An increase in price of oil drags the consumption expenditure of household holding all the other factors constant. Purchasing power of households gets reduced due to higher energy bill, particularly for heating oil and fuel. The impact of increase in oil price on the inflation can be quantified using consumption and energy inflation equation. A 10% increase in the oil price causes household consumption to reduce by -0.3 percentage points and this in turn impacts GDP by -0.2 percentage points.
Employment in the country is positively impacted due to oil and gas sector activity and this in turn impacts the household’s disposable income. Share drilling development in the country has been a source of creation of dynamic jobs. Any variation to the oil price causes strong reaction in the sectoral employment and the oil price surge on the total employment would nonetheless remain modest (Choi et al. 76).
(Source: Young, Forbes.com)
There are two opposing effects of the increase in oil price on the economy of US when summarizing the transmission channel affects which includes investment effects and consumption effects. The effect results from both the present and past variation in the oil price. In accordance with this approach, since 2010, the US growth sensitivity to increase in oil price have subsided. Also, the consumption effects were partially offset by the investment effect on the sector due to unconventional growth production since 2010. In 2017, the barrel price rebounded that resulted in the fresh investment in oil exploitation where the lower purchasing power of household was countered (Budget.ny.gov). However, the continuous increase in the oil price caused the economy of US to slowdown in 2018 was negative.

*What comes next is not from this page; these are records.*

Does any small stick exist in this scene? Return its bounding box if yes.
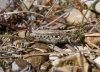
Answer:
[69,0,100,33]
[0,3,12,14]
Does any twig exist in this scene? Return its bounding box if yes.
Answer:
[37,8,73,30]
[39,0,58,24]
[0,3,12,14]
[84,33,100,37]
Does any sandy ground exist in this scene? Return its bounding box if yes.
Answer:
[0,0,8,8]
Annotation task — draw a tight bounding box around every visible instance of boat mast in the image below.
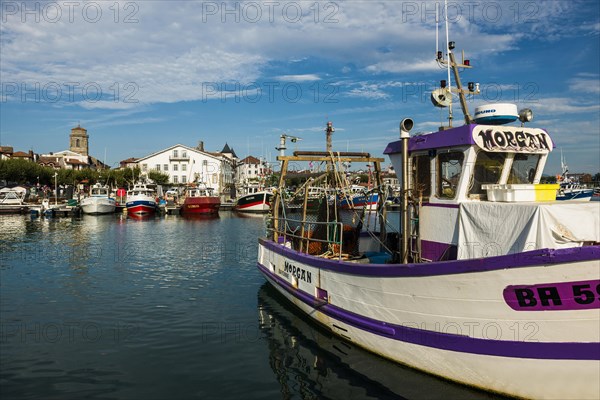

In the current scenario, it is expected that oil price could reach level that was not seen since early 2010. Concerns have grown that price of oil would reach as high as $100 per barrel in the coming winter, with the West Texas Intermediate (WTI) oil price in October 2021 rising above $ 80 per barrel. It is because of shifting of the power plants in Asia and Europe to petroleum products in respond to changes in natural and oil gas shortage. Oil price could be pushed to an extraordinarily higher level due to inadequate oil production in countries and OPEC, surge in oil demand combined with the lower level of oil inventories. Inflation in US could be higher for extended period that would drive up the inflation expectation of consumers due to substantial increase in the oil price (“Short-Term Energy Outlook – U.S. Energy Information Administration, eia.ga). Also, increase in oil price is reflected in gasoline retail prices and this might result in the expectation of inflation become embedded in the price and wage setting process. In early 2021, systematic inflationary pressures were created due to the oil price shock. Increase in oil price implies a definite decrease in the real spending by the households, however, impacting the domestic oil production positively (Oil Prices and Outlook – U.S. Energy Information Administration, eiv.ga).
Even during the pandemic, rise in the oil prices was reflected in the inflation expectation of households which the implication that the fluctuation in the price of gasoline in the country lowered inflation expectations temporarily. In the early 2020, the price of oil crashed during the peak Covid, where inflation fell to almost zero due to plummeting of the consumer demand and this has resulted the inflation to move into a different phase. Therefore, from the overall analysis, that the surge in the price of oil has immediate influence on the economy of US.